The IFHP data, which the Commonwealth Fund used in their analysis, is not reliable. Doing this sort of analysis properly is non-trivial. Their data sources are too limited and their methodology is too weak to be up to this task (not to mention minimal disclosure of methods, data sources, etc). They don’t do nearly enough to address issues that seriously confound attempts to infer differences in true price levels. For instance, they list “prices” for MRIs for multiple countries, but in some countries it includes actual expert analysis and in others it includes facility fees and so on and so forth. In many cases the price clearly isn’t even for the same bundle of goods and services. It’s also not reasonable to compare administrative prices in non-market (state-run) transactions to market prices. There are many other issues.
The health price analysis conducted by OECD affiliated researchers as part of their health PPP series, which I described in this blog post (aboe), is by far the best data we have on this topic. Unlike the IFHP reports, they take careful consideration of the issues I’ve alluded to and construct vignettes to ensure we make as close to “apples-to-apples” comparisons (quasi-prices) as we can reasonably make today. Their analysis strongly suggests US prices are not particularly high and that high US health spending is overwhelmingly explained by real volume per capita.
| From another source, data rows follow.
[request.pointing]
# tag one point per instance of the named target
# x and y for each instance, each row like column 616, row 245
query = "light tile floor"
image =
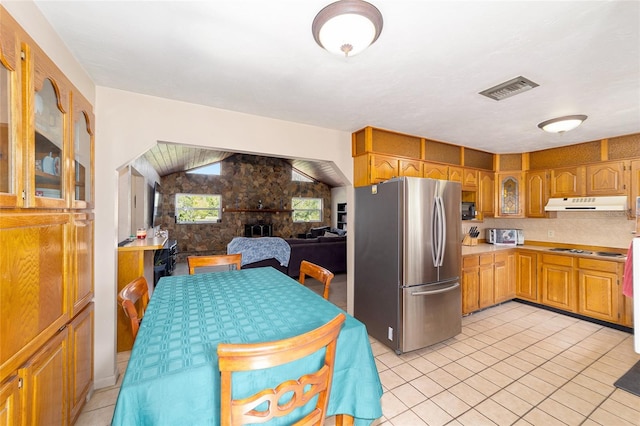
column 512, row 364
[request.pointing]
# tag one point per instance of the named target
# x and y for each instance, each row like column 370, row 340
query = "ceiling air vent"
column 509, row 88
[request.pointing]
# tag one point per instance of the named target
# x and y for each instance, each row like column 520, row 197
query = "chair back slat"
column 134, row 298
column 319, row 273
column 256, row 356
column 215, row 260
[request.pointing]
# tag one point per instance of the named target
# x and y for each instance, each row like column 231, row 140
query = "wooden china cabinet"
column 46, row 236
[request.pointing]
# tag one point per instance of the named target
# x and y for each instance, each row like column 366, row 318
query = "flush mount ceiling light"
column 347, row 27
column 562, row 124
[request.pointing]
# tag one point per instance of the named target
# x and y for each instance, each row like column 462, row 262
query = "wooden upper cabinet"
column 606, row 178
column 411, row 168
column 383, row 167
column 635, row 186
column 469, row 180
column 536, row 193
column 47, row 101
column 436, row 171
column 455, row 174
column 486, row 195
column 510, row 195
column 11, row 185
column 82, row 149
column 567, row 182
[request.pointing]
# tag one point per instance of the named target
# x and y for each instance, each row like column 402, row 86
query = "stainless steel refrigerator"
column 407, row 261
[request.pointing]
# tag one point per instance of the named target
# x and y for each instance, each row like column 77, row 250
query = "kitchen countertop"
column 491, row 248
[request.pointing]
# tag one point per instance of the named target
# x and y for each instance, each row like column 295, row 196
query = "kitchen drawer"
column 555, row 259
column 598, row 265
column 486, row 259
column 470, row 261
column 502, row 256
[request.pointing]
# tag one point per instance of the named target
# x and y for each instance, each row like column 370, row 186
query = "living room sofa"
column 328, row 252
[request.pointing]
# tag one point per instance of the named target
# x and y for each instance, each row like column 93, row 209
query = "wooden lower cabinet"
column 487, row 280
column 470, row 284
column 80, row 360
column 504, row 276
column 557, row 282
column 599, row 289
column 44, row 384
column 485, row 272
column 10, row 402
column 46, row 326
column 527, row 275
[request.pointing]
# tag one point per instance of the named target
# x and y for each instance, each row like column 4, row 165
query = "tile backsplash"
column 606, row 229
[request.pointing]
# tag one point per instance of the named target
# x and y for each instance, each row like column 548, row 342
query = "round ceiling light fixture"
column 562, row 124
column 347, row 27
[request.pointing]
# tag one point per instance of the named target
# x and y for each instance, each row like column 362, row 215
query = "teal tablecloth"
column 172, row 377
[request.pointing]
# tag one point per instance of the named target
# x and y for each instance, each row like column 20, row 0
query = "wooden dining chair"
column 214, row 260
column 319, row 273
column 134, row 293
column 256, row 356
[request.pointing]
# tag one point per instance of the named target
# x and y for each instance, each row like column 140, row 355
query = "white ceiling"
column 421, row 77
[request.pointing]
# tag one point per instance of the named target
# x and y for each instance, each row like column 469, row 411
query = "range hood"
column 617, row 203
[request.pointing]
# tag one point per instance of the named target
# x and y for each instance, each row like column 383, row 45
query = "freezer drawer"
column 431, row 313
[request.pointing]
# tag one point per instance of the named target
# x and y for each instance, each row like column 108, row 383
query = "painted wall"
column 244, row 181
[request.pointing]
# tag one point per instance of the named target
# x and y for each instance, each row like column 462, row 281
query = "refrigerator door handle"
column 432, row 292
column 435, row 242
column 443, row 230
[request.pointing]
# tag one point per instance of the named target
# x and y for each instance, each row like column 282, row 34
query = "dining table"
column 172, row 377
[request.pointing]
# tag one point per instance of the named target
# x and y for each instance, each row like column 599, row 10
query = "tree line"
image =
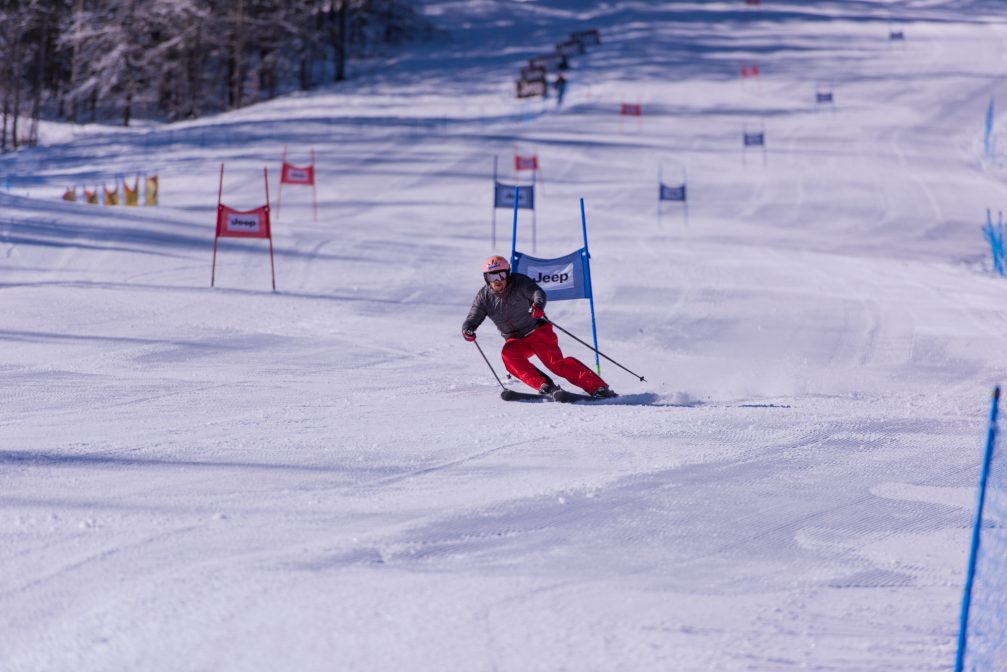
column 84, row 60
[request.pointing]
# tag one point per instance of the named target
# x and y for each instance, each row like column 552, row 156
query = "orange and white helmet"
column 495, row 263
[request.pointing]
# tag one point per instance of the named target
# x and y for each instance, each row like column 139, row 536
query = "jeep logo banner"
column 504, row 195
column 243, row 224
column 561, row 278
column 673, row 192
column 233, row 223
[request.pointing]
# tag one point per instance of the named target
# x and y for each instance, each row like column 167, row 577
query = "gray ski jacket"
column 509, row 309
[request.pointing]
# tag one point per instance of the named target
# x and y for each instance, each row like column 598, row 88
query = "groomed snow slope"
column 324, row 478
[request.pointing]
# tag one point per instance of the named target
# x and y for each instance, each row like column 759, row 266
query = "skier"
column 517, row 305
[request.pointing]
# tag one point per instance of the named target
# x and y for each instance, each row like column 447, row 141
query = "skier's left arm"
column 538, row 307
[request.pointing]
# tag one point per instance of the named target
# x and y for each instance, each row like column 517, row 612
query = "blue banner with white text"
column 562, row 278
column 673, row 192
column 504, row 195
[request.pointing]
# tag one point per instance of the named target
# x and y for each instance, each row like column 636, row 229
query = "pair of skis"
column 562, row 396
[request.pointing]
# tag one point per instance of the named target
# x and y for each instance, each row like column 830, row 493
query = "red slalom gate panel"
column 232, row 223
column 294, row 174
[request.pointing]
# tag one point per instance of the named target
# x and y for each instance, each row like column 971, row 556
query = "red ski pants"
column 543, row 344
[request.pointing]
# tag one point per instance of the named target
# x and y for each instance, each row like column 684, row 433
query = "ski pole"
column 488, row 365
column 642, row 380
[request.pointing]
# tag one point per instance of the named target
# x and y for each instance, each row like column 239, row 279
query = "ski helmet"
column 495, row 263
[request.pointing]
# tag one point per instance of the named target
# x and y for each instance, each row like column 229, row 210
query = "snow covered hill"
column 324, row 478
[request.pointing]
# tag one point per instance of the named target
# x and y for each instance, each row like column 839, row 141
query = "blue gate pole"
column 492, row 236
column 974, row 550
column 514, row 234
column 590, row 289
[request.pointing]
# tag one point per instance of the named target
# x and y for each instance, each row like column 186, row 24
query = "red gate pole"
column 265, row 176
column 314, row 190
column 217, row 229
column 279, row 195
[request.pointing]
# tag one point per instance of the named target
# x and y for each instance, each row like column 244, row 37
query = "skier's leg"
column 546, row 347
column 515, row 355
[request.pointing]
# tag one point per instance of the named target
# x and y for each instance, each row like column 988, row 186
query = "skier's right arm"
column 475, row 316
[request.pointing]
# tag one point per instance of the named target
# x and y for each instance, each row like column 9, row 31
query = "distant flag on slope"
column 150, row 193
column 111, row 197
column 131, row 195
column 518, row 196
column 672, row 193
column 295, row 174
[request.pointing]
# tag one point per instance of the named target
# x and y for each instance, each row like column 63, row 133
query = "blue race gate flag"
column 561, row 278
column 672, row 192
column 504, row 195
column 982, row 643
column 988, row 131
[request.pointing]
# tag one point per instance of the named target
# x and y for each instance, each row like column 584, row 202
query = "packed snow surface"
column 324, row 478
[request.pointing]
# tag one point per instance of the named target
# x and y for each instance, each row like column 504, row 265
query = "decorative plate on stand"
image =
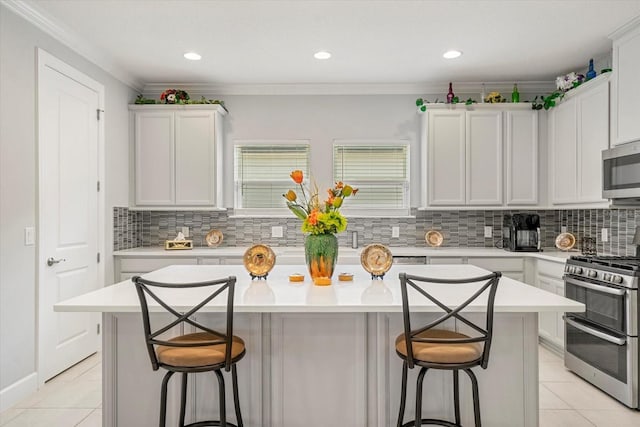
column 259, row 260
column 376, row 259
column 565, row 241
column 433, row 238
column 214, row 238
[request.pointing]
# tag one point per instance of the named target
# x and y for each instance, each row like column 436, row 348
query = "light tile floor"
column 566, row 400
column 73, row 398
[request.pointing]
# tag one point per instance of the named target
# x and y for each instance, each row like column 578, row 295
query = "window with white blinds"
column 262, row 172
column 379, row 171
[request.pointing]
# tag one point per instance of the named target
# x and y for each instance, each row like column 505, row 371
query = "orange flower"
column 291, row 196
column 313, row 217
column 297, row 176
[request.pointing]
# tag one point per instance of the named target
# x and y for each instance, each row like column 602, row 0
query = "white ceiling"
column 388, row 42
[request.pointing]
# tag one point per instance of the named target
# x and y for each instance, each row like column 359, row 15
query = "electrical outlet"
column 29, row 236
column 276, row 231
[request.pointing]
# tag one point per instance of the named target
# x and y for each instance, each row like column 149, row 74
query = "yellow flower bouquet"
column 322, row 220
column 317, row 217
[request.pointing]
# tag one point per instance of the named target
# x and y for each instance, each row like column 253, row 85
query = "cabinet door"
column 446, row 158
column 154, row 158
column 195, row 158
column 521, row 152
column 626, row 68
column 562, row 153
column 547, row 321
column 593, row 137
column 484, row 158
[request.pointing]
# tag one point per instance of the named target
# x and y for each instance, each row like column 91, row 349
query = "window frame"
column 384, row 212
column 264, row 212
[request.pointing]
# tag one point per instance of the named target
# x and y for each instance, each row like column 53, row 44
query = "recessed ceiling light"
column 451, row 54
column 322, row 55
column 192, row 56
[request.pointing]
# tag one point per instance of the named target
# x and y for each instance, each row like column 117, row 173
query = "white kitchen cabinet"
column 578, row 132
column 551, row 325
column 470, row 153
column 446, row 158
column 484, row 158
column 521, row 157
column 625, row 126
column 176, row 155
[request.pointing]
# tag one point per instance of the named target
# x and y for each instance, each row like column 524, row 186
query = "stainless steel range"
column 601, row 344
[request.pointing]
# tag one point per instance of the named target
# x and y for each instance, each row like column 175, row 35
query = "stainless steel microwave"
column 621, row 173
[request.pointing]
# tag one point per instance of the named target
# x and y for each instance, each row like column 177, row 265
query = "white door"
column 68, row 134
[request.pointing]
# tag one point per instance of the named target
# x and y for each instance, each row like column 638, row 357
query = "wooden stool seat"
column 440, row 352
column 203, row 355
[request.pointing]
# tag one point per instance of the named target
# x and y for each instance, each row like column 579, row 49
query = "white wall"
column 320, row 119
column 18, row 187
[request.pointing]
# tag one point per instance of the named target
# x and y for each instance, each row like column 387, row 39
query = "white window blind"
column 379, row 171
column 262, row 173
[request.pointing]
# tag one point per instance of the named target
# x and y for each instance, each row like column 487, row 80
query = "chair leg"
column 223, row 408
column 418, row 420
column 456, row 396
column 403, row 393
column 236, row 400
column 163, row 399
column 183, row 398
column 476, row 399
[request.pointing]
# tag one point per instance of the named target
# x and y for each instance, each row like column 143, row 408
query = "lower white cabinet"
column 551, row 325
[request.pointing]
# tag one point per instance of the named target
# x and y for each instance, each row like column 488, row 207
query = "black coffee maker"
column 521, row 232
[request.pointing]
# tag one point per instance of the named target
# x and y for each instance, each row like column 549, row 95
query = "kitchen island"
column 322, row 356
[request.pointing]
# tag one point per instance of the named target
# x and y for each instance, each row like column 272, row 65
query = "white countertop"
column 278, row 295
column 228, row 251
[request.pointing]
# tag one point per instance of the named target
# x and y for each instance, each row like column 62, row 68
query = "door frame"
column 45, row 60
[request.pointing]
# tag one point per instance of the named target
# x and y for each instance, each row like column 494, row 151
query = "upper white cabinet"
column 177, row 152
column 625, row 85
column 578, row 132
column 485, row 156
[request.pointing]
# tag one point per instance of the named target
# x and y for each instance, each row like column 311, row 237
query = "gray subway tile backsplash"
column 459, row 228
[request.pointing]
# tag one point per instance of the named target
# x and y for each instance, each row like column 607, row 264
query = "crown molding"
column 155, row 89
column 32, row 14
column 625, row 28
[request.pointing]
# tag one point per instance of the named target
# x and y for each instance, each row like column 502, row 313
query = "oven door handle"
column 591, row 331
column 603, row 289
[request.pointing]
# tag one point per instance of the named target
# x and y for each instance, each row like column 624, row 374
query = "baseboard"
column 17, row 391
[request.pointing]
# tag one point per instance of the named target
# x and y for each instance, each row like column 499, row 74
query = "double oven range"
column 601, row 344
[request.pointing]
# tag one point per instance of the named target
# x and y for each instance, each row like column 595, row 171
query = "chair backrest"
column 489, row 283
column 148, row 288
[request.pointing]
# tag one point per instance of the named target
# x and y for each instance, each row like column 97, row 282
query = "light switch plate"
column 29, row 236
column 276, row 231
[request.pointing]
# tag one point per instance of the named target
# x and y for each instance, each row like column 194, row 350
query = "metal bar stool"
column 443, row 349
column 204, row 350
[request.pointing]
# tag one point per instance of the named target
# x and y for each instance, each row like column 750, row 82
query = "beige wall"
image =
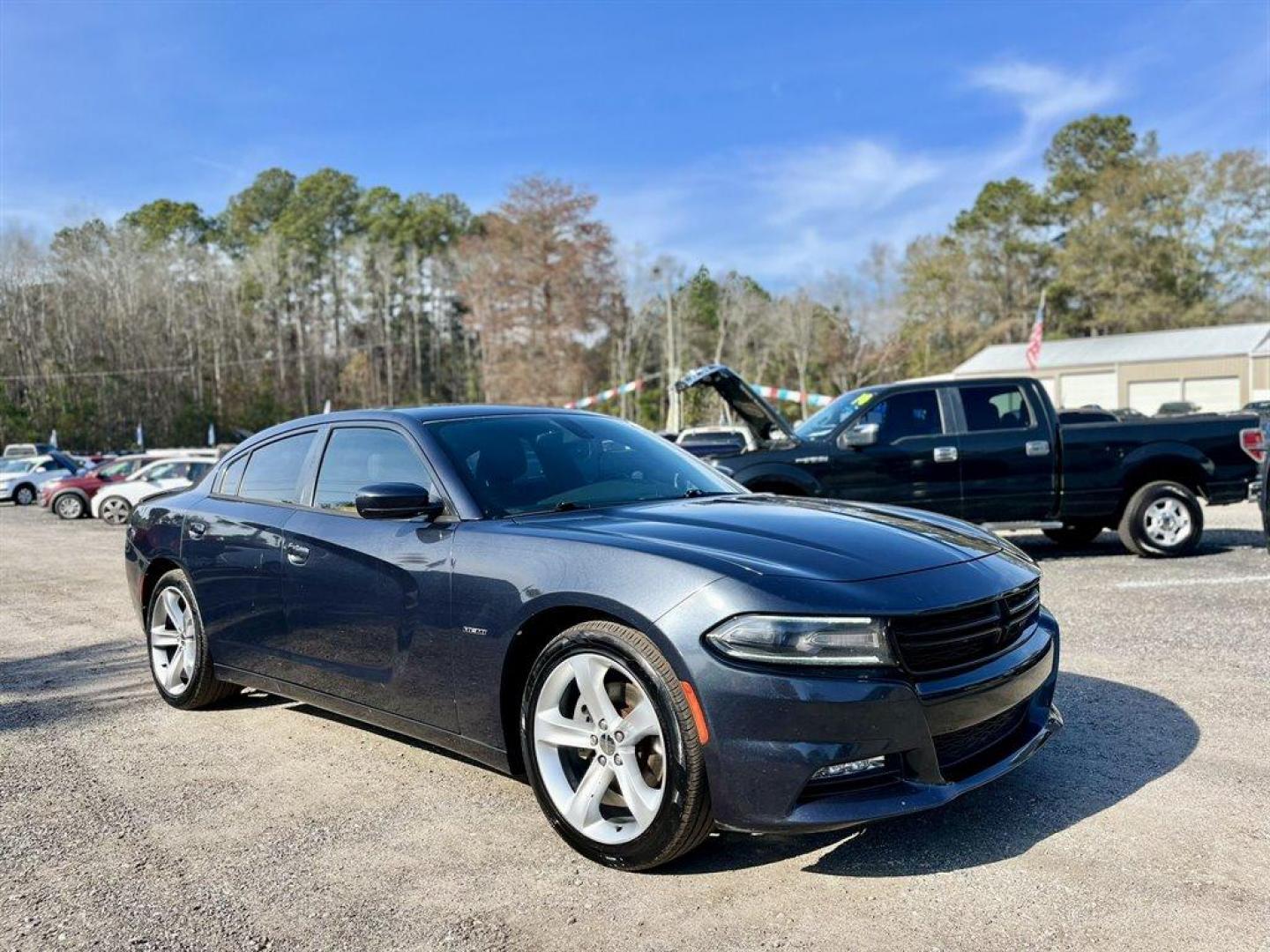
column 1169, row 369
column 1261, row 377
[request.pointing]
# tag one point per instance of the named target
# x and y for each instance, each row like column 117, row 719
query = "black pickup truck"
column 993, row 450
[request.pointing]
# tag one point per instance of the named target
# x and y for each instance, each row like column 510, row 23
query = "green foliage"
column 254, row 211
column 165, row 221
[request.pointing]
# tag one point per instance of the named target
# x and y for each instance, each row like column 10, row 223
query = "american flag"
column 1035, row 338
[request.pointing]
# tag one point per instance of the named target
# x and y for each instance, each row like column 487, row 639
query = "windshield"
column 121, row 467
column 548, row 462
column 825, row 421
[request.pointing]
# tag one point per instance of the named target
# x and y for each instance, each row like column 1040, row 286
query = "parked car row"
column 108, row 490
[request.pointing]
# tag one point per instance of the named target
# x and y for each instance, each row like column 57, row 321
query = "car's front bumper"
column 773, row 732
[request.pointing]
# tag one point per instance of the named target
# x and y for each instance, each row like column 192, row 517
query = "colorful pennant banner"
column 606, row 395
column 791, row 397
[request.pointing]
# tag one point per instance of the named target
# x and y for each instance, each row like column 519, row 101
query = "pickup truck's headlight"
column 785, row 639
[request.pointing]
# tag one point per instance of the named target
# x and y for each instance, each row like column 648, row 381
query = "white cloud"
column 1042, row 92
column 788, row 215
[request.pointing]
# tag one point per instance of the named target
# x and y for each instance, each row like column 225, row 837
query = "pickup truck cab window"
column 358, row 456
column 997, row 406
column 912, row 414
column 274, row 472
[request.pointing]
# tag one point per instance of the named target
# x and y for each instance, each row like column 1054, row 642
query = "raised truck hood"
column 764, row 420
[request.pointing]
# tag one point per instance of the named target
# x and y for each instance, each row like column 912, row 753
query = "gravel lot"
column 126, row 824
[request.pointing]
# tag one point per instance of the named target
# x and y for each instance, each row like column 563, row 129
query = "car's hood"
column 779, row 536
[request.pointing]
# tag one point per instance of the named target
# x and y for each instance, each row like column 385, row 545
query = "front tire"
column 181, row 663
column 69, row 507
column 611, row 747
column 1162, row 519
column 115, row 510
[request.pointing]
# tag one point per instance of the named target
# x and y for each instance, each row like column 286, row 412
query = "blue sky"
column 773, row 138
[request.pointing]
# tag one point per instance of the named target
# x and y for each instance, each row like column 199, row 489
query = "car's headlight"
column 784, row 639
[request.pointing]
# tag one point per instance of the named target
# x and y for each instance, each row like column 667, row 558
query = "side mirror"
column 397, row 501
column 863, row 435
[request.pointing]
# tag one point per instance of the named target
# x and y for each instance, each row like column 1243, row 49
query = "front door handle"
column 1036, row 447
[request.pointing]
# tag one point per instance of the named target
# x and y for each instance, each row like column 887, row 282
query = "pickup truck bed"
column 992, row 450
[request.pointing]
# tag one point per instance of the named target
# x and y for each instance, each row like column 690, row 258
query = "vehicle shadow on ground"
column 302, row 707
column 1214, row 542
column 1117, row 739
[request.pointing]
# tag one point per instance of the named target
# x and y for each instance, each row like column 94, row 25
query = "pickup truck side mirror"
column 863, row 435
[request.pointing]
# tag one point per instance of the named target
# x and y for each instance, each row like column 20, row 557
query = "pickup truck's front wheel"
column 1162, row 519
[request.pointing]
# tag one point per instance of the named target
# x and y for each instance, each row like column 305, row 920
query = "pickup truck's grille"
column 958, row 750
column 937, row 643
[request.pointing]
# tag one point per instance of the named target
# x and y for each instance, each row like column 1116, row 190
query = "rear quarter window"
column 273, row 472
column 996, row 406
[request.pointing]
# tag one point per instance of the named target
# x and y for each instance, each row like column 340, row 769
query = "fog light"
column 851, row 768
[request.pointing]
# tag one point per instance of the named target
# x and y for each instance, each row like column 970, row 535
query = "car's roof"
column 422, row 414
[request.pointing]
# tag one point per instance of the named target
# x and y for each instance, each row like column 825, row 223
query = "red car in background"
column 69, row 496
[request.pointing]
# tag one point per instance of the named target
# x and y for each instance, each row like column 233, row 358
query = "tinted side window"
column 231, row 476
column 995, row 407
column 358, row 456
column 274, row 471
column 914, row 414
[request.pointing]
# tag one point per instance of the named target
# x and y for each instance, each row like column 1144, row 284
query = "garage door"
column 1213, row 394
column 1146, row 397
column 1091, row 390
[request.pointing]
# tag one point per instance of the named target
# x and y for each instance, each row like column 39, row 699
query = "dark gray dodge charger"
column 571, row 597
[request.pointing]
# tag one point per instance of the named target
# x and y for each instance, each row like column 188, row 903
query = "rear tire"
column 1163, row 519
column 1077, row 533
column 115, row 510
column 181, row 661
column 69, row 507
column 583, row 787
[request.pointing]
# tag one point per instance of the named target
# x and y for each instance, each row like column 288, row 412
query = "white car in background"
column 115, row 502
column 20, row 478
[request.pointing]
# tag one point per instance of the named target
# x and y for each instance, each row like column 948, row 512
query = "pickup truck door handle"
column 1036, row 447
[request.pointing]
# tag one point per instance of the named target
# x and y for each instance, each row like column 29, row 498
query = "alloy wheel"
column 173, row 641
column 1168, row 522
column 115, row 510
column 600, row 749
column 69, row 507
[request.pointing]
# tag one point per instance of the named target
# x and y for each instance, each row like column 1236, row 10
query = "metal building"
column 1220, row 368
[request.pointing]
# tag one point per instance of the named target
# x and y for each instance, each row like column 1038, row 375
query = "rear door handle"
column 1036, row 447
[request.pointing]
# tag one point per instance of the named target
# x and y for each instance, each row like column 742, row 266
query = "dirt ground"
column 265, row 824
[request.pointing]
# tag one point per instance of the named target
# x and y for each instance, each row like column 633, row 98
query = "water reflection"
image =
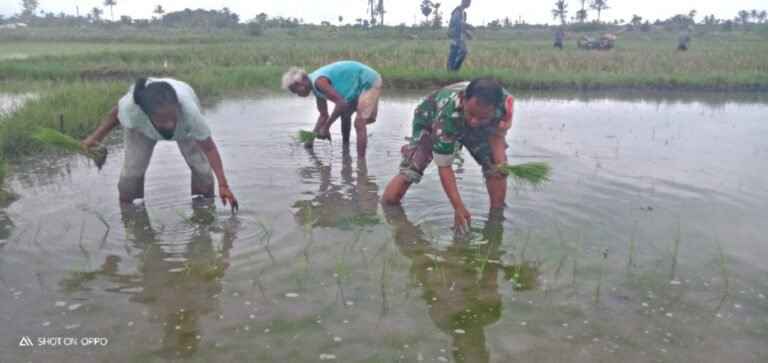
column 178, row 282
column 460, row 283
column 349, row 204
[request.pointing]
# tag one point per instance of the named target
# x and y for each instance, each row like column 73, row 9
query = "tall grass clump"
column 6, row 197
column 52, row 138
column 305, row 136
column 81, row 105
column 527, row 174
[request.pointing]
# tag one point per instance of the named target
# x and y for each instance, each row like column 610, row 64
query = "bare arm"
column 448, row 180
column 324, row 85
column 214, row 158
column 322, row 107
column 498, row 148
column 107, row 124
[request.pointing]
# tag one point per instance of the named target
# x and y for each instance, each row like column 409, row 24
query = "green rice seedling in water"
column 527, row 174
column 52, row 138
column 676, row 249
column 106, row 224
column 5, row 196
column 305, row 136
column 481, row 269
column 83, row 251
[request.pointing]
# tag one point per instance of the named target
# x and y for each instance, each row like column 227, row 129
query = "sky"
column 402, row 11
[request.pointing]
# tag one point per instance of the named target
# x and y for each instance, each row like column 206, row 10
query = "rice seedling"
column 267, row 237
column 5, row 196
column 52, row 138
column 106, row 224
column 527, row 174
column 676, row 249
column 83, row 251
column 305, row 137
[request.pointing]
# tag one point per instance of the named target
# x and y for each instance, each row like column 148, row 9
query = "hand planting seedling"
column 531, row 174
column 52, row 138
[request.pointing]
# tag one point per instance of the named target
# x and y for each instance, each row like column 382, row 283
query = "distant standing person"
column 458, row 29
column 475, row 115
column 157, row 109
column 352, row 86
column 559, row 38
column 685, row 38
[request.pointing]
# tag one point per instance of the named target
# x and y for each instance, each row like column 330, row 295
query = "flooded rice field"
column 646, row 246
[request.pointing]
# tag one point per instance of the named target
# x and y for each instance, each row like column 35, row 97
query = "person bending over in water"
column 352, row 86
column 476, row 115
column 156, row 109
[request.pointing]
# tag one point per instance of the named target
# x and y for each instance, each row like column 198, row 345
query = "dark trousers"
column 457, row 54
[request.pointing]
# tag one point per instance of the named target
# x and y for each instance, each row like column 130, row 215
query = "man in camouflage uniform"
column 475, row 115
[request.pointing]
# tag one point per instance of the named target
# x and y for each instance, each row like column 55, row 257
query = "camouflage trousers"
column 417, row 154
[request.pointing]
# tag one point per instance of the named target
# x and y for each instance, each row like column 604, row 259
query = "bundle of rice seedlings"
column 52, row 138
column 6, row 197
column 305, row 136
column 531, row 174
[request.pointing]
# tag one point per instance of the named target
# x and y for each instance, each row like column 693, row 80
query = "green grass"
column 305, row 136
column 81, row 73
column 6, row 197
column 527, row 174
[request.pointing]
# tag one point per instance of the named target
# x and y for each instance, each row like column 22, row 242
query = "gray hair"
column 294, row 75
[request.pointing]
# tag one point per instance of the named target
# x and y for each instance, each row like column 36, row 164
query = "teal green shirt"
column 348, row 78
column 190, row 123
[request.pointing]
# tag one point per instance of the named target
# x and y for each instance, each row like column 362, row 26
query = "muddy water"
column 648, row 244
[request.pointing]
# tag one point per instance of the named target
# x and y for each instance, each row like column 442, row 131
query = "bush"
column 254, row 29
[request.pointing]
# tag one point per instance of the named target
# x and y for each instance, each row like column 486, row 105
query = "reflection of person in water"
column 351, row 203
column 459, row 283
column 177, row 283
It suggests that the weighted average of US health prices were only ~10% above the OECD average in 2014 and generally on or even below trend. The hospital services category, which tends to be much more determined by domestic labor costs, was ~70% above the OECD average in 2014, but not much above trend (to even below trend with the more appropriate AIC measure). Whereas the price for labor intensive price levels like hospital services tends to move in lock-step with real income levels (almost 1:1), as Baumol’s effect suggests, the overall price level of health care in the US and other rich countries is kept down by some combination of falling prices on other goods and services in health care, which are tradable and/or manufactured so as to exploit large productivity gains, and increasing shares of them.
Btw, to your earlier point about shorter hospital stays, part of the tradeoff in a high income, high productivity countries is that the real price of domestic labor rises faster than inflation — (domestic) services tend to be a lot more expensive than (tradable/manufactured) goods. To keep health care costs down rich countries need to become more efficient, to reduce labor inputs to obtain the same (or comparable) services. One of the ways health systems have discovered is by reducing unnecessarily long hospital stays (which require clinical supervision, food, environmental services, patient transport, and so on and so forth). Similar patterns are observed in other OECD countries. However, by shortening hospital stays and keeping people out of the hospital in the first place (US does a lot of stuff on an outpatient basis), the average price per bed day will tend to rise, ceteris paribus, because those people that are admitted or are not discharged are more likely to be sicker and require more intensive care.
Sorry for the duplicate post. The reason I am looking at hospitals and doctors combined is because it has become really hard to separate the two, as more and more doctors are employed directly by hospitals.